Case Style: United States of America v. Nicholas W. Schofield

Case Number: 6:14-cr-00023-C-BG

Judge: Sam Cummings

Court: United States District Court for the Northern District of Texas (Lubbock County)

Plaintiff's Attorney: Steven M. Sucsy

Defendant's Attorney: Ben Garcia and Travis Ware

Description: LUBBOCK, TX — A former mechanic from Lake Charles, Louisiana, Nicholas W. Schofield, 26, was sentenced by U.S. District Judge Sam R. Cummings to 24 months in federal prison, following his guilty plea in July 2014 to one count of attempted transfer of obscene material to a minor, announced U.S. Attorney Sarah R. Saldaña of the Northern District of Texas.

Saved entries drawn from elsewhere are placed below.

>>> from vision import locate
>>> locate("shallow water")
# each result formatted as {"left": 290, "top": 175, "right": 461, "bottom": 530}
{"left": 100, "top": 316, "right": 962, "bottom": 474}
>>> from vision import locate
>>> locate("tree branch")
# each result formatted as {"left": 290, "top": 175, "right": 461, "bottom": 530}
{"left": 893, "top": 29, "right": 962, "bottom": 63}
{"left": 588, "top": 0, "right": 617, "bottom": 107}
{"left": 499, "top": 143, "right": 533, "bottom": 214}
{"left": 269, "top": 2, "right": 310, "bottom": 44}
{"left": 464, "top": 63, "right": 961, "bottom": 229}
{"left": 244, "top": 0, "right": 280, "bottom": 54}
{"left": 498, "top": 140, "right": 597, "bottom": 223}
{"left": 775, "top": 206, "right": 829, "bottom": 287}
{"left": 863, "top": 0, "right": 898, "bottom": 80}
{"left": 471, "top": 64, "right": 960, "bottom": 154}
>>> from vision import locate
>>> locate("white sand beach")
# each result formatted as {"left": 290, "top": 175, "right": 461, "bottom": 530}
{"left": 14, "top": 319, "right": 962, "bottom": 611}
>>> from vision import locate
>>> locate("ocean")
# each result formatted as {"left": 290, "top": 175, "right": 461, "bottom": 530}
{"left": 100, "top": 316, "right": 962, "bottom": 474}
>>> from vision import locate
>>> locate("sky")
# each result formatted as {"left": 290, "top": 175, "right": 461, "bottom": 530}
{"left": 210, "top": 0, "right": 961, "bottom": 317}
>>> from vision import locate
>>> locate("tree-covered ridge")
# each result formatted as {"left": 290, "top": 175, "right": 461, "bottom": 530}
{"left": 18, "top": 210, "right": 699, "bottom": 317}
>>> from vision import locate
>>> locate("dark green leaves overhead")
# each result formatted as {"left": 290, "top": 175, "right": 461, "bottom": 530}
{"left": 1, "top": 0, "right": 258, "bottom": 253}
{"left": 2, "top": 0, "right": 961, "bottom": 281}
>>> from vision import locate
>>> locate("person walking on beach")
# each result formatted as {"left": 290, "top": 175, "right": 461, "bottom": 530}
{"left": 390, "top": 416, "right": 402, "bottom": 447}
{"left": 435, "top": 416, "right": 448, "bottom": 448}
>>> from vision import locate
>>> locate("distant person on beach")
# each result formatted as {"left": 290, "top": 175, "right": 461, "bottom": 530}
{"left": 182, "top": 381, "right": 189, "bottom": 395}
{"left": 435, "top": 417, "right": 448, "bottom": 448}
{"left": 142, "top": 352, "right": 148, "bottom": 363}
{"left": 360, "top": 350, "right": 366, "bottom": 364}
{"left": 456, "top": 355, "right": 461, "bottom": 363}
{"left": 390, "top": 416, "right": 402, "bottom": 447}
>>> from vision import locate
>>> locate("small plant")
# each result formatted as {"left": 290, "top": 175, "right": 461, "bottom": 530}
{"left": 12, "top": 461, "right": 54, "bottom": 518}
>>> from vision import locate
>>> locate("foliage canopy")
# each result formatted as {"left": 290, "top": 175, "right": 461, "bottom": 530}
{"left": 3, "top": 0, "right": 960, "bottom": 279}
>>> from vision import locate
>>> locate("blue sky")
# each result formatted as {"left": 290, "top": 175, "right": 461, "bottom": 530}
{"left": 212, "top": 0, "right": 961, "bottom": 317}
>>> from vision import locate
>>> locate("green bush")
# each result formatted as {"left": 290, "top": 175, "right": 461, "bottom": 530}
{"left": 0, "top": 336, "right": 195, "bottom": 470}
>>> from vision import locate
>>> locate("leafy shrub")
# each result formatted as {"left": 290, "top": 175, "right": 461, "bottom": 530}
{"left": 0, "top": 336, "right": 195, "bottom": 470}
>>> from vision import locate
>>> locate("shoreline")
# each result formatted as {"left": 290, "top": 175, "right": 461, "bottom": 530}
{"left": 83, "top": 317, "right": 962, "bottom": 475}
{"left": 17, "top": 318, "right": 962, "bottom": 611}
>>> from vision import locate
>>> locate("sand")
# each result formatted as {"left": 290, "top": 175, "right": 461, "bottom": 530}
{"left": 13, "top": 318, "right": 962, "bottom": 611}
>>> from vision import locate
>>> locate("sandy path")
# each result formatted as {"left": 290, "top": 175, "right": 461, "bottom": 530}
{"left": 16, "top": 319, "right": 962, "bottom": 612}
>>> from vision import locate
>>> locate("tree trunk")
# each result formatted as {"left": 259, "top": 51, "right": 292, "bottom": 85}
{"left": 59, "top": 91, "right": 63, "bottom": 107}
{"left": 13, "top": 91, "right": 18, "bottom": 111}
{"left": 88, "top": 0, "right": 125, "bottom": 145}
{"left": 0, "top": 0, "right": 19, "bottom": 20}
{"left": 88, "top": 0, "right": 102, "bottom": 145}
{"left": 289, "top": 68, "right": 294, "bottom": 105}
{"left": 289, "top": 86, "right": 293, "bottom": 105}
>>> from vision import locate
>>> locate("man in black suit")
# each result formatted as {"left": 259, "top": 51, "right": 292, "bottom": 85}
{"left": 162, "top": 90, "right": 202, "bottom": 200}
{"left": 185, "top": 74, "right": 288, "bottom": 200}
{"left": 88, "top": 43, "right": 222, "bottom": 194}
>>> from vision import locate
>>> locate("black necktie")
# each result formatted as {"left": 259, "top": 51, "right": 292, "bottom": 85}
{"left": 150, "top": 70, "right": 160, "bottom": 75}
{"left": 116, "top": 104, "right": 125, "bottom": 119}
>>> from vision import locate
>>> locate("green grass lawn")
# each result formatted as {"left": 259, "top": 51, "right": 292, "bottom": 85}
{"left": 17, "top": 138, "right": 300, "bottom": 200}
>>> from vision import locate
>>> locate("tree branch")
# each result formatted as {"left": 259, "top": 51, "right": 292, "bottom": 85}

Judge Cummings ordered Schofield, who has been on bond, to surrender to the Bureau of Prisons on January 25, 2015.

According to documents filed in the case, in November 2013, a minor female, “Jane Doe,” from San Angelo, Texas, began texting with a person she did not know, who purported to be an 18-year-old mechanic from Louisiana named “Nick.” In fact, Nick was defendant Schofield. They engaged in numerous texting communications until February 2014, when Jane Doe’s communications were assumed by an undercover special agent with U.S. Immigration and Customs Enforcement’s (ICE) Homeland Security Investigations (HSI).

In the course of his communications with the undercover agent, Schofield sent various sexually explicit images and videos, all the while believing he was communicating with 15-year-old Jane Doe. According to the factual resume filed, the video Schofield sent to the minor is obscene, in that it appeals to a prurient interest in sex, depicts a sexually explicit act and is patently offensive and, taken as a whole, lacks serious literary, artistic, political or scientific value.

The case was brought as part of Project Safe Childhood, a nationwide initiative, which was launched in May 2006 by the Department of Justice, to combat the growing epidemic of child sexual exploitation and abuse. Led by U.S. Attorney’s Offices and the Criminal Division’s Child Exploitation and Obscenity Section, Project Safe Childhood marshals federal, state and local resources to better locate, apprehend and prosecute individuals, who sexually exploit children, and identify and rescue victims. For more information about Project Safe Childhood, please visit http://www.justice.gov/psc/. For more information about internet safety education, please visit http://www.justice.gov/psc/ and click on the tab “resources.”

ICE HSI and the San Angelo Police Department, Special Operations Section, investigated.